Applications That Benefit from Analog Feature Extraction
Analog preprocessing is particularly useful in sensing applications where meaningful information appears as structured features or sparse events within a larger analog signal.
Examples include:
- acoustic anomaly detection
- vibration-based predictive maintenance
- biosignal monitoring such as ECG or EMG
- RF and radar sensing
- always-on sensor monitoring systems
These domains often require continuous sensing but only sporadic inference events. Feature-level digitization allows systems to monitor signals efficiently without continuously processing large digital data streams.
Compute Moving Toward the Sensor
Edge computing has progressively moved computation closer to the data source. Historically, most processing occurred in centralized cloud infrastructure.
Edge processors now perform inference locally, reducing latency and network dependence. The next architectural step is to move certain signal processing functions even closer to the sensor.
Programmable analog preprocessing allows sensing systems to operate efficiently with reduced data movement, lower digital workload, and minimal transmission requirements. In distributed sensing environments, these properties enable longer device lifetimes and greater deployment scalability.
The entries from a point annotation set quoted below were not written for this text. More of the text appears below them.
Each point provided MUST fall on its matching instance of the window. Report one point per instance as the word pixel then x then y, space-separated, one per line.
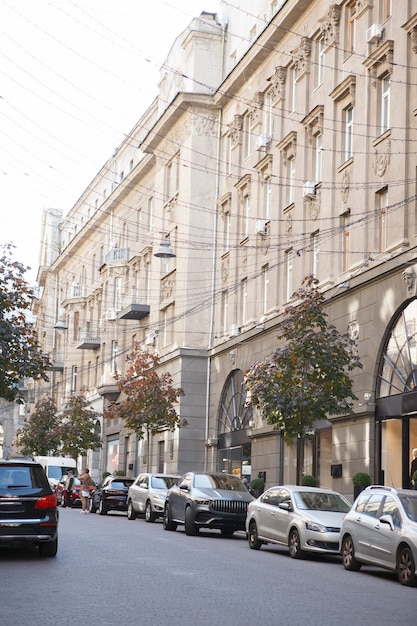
pixel 351 10
pixel 346 240
pixel 385 87
pixel 265 288
pixel 382 199
pixel 348 131
pixel 114 356
pixel 74 379
pixel 315 245
pixel 244 300
pixel 290 267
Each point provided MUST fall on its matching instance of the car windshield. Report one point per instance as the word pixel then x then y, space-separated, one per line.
pixel 410 506
pixel 321 501
pixel 218 481
pixel 163 482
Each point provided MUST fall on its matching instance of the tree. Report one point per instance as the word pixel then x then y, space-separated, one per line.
pixel 77 427
pixel 71 432
pixel 38 435
pixel 20 356
pixel 307 379
pixel 149 397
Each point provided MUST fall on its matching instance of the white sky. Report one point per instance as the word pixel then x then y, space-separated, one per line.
pixel 75 76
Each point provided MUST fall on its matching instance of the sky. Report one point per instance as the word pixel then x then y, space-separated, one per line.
pixel 75 77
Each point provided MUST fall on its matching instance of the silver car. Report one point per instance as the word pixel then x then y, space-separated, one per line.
pixel 381 529
pixel 306 519
pixel 147 495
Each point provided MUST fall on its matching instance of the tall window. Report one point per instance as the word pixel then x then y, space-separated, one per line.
pixel 346 240
pixel 385 86
pixel 351 9
pixel 289 278
pixel 348 128
pixel 382 198
pixel 318 156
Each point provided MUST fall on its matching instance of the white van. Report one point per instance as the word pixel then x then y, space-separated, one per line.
pixel 55 467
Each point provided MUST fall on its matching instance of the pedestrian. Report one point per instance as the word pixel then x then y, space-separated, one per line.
pixel 68 488
pixel 86 482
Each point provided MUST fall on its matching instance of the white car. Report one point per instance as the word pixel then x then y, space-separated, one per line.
pixel 381 529
pixel 306 519
pixel 147 495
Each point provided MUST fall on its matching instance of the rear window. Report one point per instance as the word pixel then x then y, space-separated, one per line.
pixel 20 477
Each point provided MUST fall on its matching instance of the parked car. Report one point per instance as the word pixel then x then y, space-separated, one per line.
pixel 28 511
pixel 111 495
pixel 147 495
pixel 207 500
pixel 381 530
pixel 306 519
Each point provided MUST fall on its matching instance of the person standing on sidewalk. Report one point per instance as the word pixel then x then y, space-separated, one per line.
pixel 86 483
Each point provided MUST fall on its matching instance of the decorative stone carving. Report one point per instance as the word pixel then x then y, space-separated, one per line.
pixel 329 26
pixel 381 161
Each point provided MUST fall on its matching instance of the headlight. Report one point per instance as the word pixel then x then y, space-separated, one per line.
pixel 318 528
pixel 205 501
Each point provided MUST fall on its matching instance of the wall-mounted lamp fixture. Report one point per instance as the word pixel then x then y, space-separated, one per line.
pixel 165 252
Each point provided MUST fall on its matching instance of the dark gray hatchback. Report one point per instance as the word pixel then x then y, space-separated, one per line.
pixel 28 511
pixel 207 500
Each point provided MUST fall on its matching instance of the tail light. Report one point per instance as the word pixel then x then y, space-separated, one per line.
pixel 46 502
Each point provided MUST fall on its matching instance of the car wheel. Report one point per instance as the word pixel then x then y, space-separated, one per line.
pixel 294 544
pixel 48 549
pixel 167 522
pixel 149 514
pixel 131 513
pixel 190 528
pixel 348 555
pixel 101 508
pixel 406 567
pixel 254 541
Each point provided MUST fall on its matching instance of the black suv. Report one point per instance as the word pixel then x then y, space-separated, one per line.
pixel 28 511
pixel 207 500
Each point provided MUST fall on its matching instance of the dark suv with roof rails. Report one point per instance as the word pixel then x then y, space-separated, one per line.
pixel 28 511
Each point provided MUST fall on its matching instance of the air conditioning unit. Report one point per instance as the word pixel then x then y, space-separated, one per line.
pixel 261 227
pixel 309 190
pixel 111 315
pixel 234 330
pixel 262 142
pixel 374 33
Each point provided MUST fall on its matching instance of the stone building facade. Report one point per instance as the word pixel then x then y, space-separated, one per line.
pixel 280 145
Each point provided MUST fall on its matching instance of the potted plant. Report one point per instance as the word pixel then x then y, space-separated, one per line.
pixel 309 481
pixel 257 485
pixel 360 481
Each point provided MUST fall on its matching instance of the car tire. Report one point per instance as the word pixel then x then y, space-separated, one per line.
pixel 294 544
pixel 167 522
pixel 253 539
pixel 48 549
pixel 149 514
pixel 190 528
pixel 131 513
pixel 101 508
pixel 406 567
pixel 348 555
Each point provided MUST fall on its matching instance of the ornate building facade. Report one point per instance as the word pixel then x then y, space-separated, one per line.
pixel 280 145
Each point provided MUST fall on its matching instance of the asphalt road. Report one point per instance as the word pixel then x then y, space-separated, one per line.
pixel 112 571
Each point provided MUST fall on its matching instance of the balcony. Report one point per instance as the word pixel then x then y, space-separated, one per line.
pixel 134 312
pixel 88 339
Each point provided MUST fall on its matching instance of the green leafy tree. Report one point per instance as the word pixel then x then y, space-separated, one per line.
pixel 20 356
pixel 38 436
pixel 76 428
pixel 149 397
pixel 307 379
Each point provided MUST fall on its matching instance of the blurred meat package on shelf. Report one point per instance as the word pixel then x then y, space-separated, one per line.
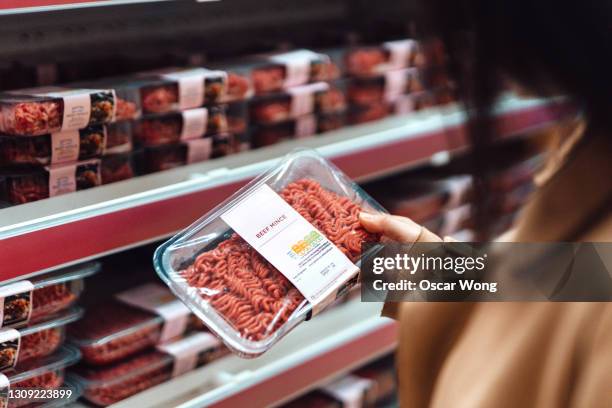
pixel 130 322
pixel 24 186
pixel 152 130
pixel 18 346
pixel 117 167
pixel 45 373
pixel 386 87
pixel 194 263
pixel 171 155
pixel 279 71
pixel 39 111
pixel 318 97
pixel 391 55
pixel 35 299
pixel 269 134
pixel 65 147
pixel 112 383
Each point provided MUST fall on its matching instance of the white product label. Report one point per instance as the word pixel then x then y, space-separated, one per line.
pixel 312 263
pixel 159 300
pixel 405 104
pixel 5 386
pixel 62 180
pixel 458 187
pixel 395 84
pixel 10 341
pixel 16 303
pixel 400 52
pixel 302 98
pixel 454 218
pixel 297 64
pixel 305 126
pixel 77 109
pixel 199 149
pixel 191 87
pixel 349 390
pixel 187 350
pixel 194 123
pixel 65 146
pixel 77 105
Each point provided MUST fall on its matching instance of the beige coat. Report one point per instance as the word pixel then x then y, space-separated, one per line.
pixel 521 354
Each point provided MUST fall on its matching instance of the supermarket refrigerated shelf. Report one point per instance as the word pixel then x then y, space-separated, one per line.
pixel 330 345
pixel 90 223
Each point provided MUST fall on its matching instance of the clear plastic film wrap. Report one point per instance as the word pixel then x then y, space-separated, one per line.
pixel 306 212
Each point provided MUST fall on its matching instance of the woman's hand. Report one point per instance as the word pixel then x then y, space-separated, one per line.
pixel 396 228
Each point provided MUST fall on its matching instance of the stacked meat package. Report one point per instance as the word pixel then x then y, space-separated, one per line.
pixel 136 340
pixel 56 140
pixel 33 320
pixel 52 140
pixel 395 77
pixel 371 386
pixel 188 115
pixel 298 94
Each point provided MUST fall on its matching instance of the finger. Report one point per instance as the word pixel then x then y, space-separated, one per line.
pixel 399 229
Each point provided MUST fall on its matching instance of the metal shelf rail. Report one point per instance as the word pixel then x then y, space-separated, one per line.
pixel 68 229
pixel 330 345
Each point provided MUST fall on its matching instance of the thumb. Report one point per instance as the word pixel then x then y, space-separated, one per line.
pixel 400 229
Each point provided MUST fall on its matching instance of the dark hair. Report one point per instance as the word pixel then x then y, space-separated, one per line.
pixel 547 47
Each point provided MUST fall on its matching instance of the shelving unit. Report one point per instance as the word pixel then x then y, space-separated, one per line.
pixel 309 356
pixel 122 215
pixel 64 41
The Future of Efficient Edge AI
In architectures that incorporate programmable analog preprocessing, the signal chain becomes:
Physical World → Sensors → FPAA → Digital Processor → ML Inference → Applications
The FPAA performs feature extraction directly on analog signals, reducing the volume of data entering the digital domain. Digital processors can therefore focus primarily on inference rather than preprocessing.
As sensing systems continue to expand across industrial, medical, and environmental monitoring applications, energy efficiency and system-level architecture will play an increasingly important role.
Systems that digitize entire waveforms push significant computational load into digital processors. Architectures that extract features before digitization reduce ADC activity, digital workload, and inference energy simultaneously.
For many sensing applications, the most important architectural decision is not the machine learning model itself but where feature extraction occurs in the signal chain.
Sources
Hasler, J., “The Potential of SoC FPAAs for Emerging Ultra-Low-Power Machine Learning,” J. Low Power Electron. Appl., vol. 12, no. 2, 2022.
Ige, A., Yang, L., Yang, H., Hasler, J., & Hao, C., “Analog System High-Level Synthesis for Energy-Efficient Reconfigurable Computing,” J. Low Power Electron. Appl., vol. 13, no. 4, 2023.
Belostotski, L., “A Survey of Analog Computing for Domain-Specific Applications,” Electronics, vol. 14, no. 16, 2025.
Hasler, J. & Ayyappan, P.R., “An Analog Architecture and Algorithm for Efficient Convolutional Neural Network Image Computation,” J. Low Power Electron. Appl., vol. 15, no. 3, 2025.